Impromptu and Presentiment
Impromptu
Presentiment
Ralph Ricardo Simpson, distinguished musician, scholar, and lecturer is a native of Birmingham, Alabama. He began his musical training at an early age, and when a mere lad, served as organist of several leading churches. He graduated from Alabama State University with a major in organ. Under the tutelage of Julius Carroll he achieved a high degree of excellence as a performer; this and his outstanding academic record led to a teaching appointment at his alma mater. He received the Master of Arts degree from Columbia University where he studied under Thomas Richner, Henry Cowell, and Norman Coke-Jephcott. Military service took him to Europe where he studied under several French and German masters. The first African American to earn the Ph.D. in music from Michigan State University, his doctoral dissertation was a study of the music of the noted composer William Grant Still. Upon completing the doctorate he joined the faculty of Dillard University.
Dr. Simpson has appeared in concerts in Alabama, Virginia, Louisiana, Michigan, Kentucky, the Bahamas, Virgin Islands and as organist with the Nashville Symphony Orchestra in Gustav Holst’s The Planets. He has also performed in solo recitals at Fisk and Tennessee State Universities, Scarritt College, Concordia Lutheran Church, and at the First Baptist Church, Capitol Hill, all of Nashville, Tennessee.
A composer of organ and chorus, organ, piano and violin, and piano, he has been commissioned at various times by Spelman College, Grambling State University, and the Nashville Symphony Orchestra. In 1976 his Overture was premiered by the Nashville Symphony Orchestra under the baton of Everette Lee.
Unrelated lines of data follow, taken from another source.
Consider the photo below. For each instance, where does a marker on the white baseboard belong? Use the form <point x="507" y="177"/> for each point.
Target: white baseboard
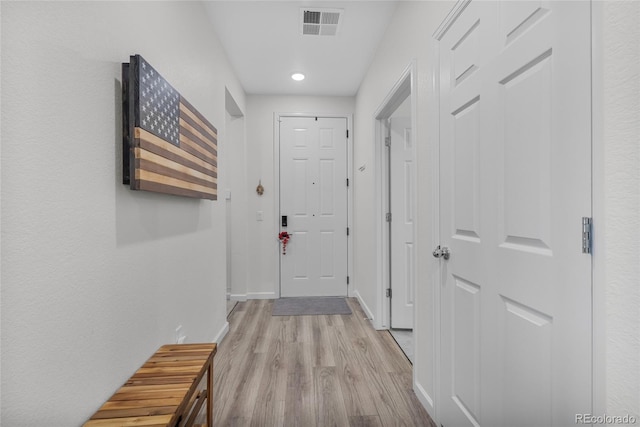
<point x="222" y="333"/>
<point x="364" y="306"/>
<point x="261" y="295"/>
<point x="425" y="400"/>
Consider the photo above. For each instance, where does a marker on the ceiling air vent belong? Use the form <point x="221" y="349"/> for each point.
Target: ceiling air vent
<point x="320" y="22"/>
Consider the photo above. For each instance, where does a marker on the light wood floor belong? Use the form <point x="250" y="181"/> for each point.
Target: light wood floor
<point x="310" y="371"/>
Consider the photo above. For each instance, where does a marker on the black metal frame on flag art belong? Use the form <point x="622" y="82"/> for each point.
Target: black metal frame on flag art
<point x="168" y="146"/>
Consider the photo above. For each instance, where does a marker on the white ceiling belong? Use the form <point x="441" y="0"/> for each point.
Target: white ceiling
<point x="265" y="46"/>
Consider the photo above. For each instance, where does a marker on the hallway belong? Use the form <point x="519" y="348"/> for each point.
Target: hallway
<point x="311" y="371"/>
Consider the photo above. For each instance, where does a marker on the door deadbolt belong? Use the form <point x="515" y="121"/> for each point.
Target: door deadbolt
<point x="442" y="252"/>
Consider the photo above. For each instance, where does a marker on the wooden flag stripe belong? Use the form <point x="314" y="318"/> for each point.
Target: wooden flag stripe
<point x="188" y="143"/>
<point x="196" y="114"/>
<point x="157" y="420"/>
<point x="156" y="145"/>
<point x="134" y="412"/>
<point x="209" y="144"/>
<point x="153" y="178"/>
<point x="165" y="171"/>
<point x="175" y="166"/>
<point x="204" y="140"/>
<point x="190" y="118"/>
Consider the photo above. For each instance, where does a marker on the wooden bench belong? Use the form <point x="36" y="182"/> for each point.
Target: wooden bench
<point x="174" y="388"/>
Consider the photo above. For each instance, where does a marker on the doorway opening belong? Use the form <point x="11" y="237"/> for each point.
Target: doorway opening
<point x="396" y="155"/>
<point x="236" y="200"/>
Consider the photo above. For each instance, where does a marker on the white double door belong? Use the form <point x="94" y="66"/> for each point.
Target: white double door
<point x="313" y="198"/>
<point x="515" y="182"/>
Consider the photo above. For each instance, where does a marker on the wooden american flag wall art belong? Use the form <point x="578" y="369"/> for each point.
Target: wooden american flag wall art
<point x="168" y="146"/>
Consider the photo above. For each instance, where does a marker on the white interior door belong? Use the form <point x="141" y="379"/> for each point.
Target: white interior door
<point x="515" y="183"/>
<point x="401" y="197"/>
<point x="313" y="197"/>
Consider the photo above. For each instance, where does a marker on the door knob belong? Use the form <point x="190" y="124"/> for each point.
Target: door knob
<point x="442" y="252"/>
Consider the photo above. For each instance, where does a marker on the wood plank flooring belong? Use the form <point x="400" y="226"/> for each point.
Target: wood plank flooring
<point x="307" y="371"/>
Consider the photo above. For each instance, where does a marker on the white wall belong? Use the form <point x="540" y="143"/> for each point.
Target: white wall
<point x="96" y="277"/>
<point x="408" y="37"/>
<point x="620" y="51"/>
<point x="263" y="254"/>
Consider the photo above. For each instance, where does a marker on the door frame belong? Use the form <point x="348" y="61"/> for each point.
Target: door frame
<point x="277" y="116"/>
<point x="405" y="86"/>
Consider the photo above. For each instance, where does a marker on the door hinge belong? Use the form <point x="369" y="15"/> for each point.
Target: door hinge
<point x="587" y="232"/>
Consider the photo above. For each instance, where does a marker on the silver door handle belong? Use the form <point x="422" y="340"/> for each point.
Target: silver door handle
<point x="442" y="252"/>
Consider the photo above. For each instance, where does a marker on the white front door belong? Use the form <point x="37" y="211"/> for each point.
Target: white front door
<point x="401" y="187"/>
<point x="313" y="198"/>
<point x="515" y="183"/>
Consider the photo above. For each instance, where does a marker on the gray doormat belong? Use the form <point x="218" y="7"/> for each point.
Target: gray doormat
<point x="310" y="306"/>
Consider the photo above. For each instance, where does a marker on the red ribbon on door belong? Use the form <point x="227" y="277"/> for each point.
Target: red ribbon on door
<point x="284" y="239"/>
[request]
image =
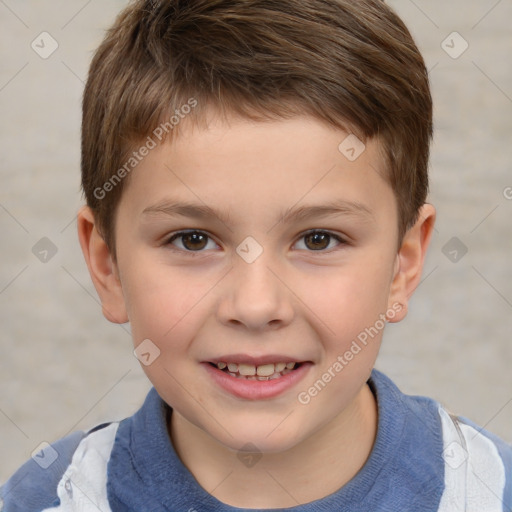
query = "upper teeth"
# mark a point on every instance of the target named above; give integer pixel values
(263, 370)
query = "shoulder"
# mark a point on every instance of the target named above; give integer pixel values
(34, 487)
(470, 467)
(478, 466)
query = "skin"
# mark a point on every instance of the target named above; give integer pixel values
(294, 300)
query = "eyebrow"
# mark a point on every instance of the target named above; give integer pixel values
(292, 214)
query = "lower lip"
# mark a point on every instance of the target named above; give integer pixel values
(257, 389)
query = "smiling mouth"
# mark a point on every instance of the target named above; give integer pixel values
(262, 372)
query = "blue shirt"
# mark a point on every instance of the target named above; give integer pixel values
(423, 459)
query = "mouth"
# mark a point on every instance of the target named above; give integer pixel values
(262, 372)
(256, 378)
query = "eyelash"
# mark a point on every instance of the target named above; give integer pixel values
(181, 234)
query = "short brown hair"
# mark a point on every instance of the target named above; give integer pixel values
(352, 64)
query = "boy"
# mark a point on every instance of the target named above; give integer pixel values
(256, 181)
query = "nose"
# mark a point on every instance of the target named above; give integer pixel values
(253, 297)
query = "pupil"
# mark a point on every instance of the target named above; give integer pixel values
(194, 241)
(319, 240)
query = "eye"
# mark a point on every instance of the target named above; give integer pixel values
(191, 241)
(320, 240)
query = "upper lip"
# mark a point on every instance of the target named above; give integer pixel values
(255, 360)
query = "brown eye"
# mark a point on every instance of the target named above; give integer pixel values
(317, 241)
(320, 241)
(192, 241)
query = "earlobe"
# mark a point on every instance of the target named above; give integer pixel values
(410, 260)
(102, 267)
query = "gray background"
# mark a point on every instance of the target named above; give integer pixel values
(64, 367)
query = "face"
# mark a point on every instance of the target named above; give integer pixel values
(258, 245)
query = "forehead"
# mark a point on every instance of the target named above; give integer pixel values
(242, 166)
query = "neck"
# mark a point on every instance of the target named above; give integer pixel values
(311, 470)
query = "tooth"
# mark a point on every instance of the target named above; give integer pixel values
(246, 369)
(265, 370)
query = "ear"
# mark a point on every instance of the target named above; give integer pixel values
(103, 269)
(409, 262)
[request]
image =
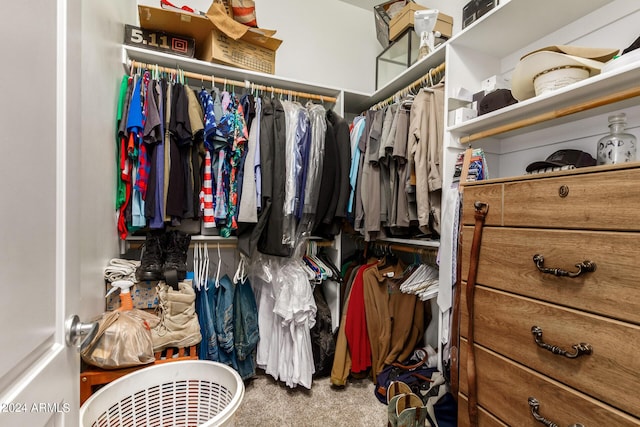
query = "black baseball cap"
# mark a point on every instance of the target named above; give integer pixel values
(577, 158)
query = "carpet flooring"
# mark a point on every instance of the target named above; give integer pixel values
(270, 403)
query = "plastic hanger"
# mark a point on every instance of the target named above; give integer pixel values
(218, 270)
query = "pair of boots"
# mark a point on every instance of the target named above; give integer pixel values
(408, 409)
(164, 252)
(178, 326)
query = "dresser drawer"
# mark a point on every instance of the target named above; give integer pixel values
(506, 262)
(485, 419)
(504, 388)
(601, 201)
(490, 194)
(503, 323)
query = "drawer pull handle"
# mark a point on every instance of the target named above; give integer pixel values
(583, 267)
(535, 407)
(580, 349)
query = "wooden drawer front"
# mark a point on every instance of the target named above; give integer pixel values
(503, 324)
(491, 194)
(504, 388)
(602, 201)
(485, 419)
(506, 262)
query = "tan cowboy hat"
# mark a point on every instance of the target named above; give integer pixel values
(552, 58)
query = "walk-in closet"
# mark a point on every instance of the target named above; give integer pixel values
(341, 213)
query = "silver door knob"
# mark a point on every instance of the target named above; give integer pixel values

An active organ recitalist, Dr Simpson is presently professor of music, university organist, and chairman of the Department of Music at Tennessee State University. He is also organist for the First Church of Christ, Scientist of Nashville. He is married to the former Grennetta Ross, who also holds a doctorate and is an associate professor at Tennessee State University. They have one child, Erika Andrea.
He holds membership in Phi Mu Alpha Sinfonia, the American Guild of Organists, Phi Delta Kappa, Kappa Delta Pi, and in the National Education Association. A member of the board of Directors of the John W. Work, III Memorial Foundation, he served as coordinator of the panel of judges to select recipients of the Annual Award for Young Composers for the Foundation from 1976-1991.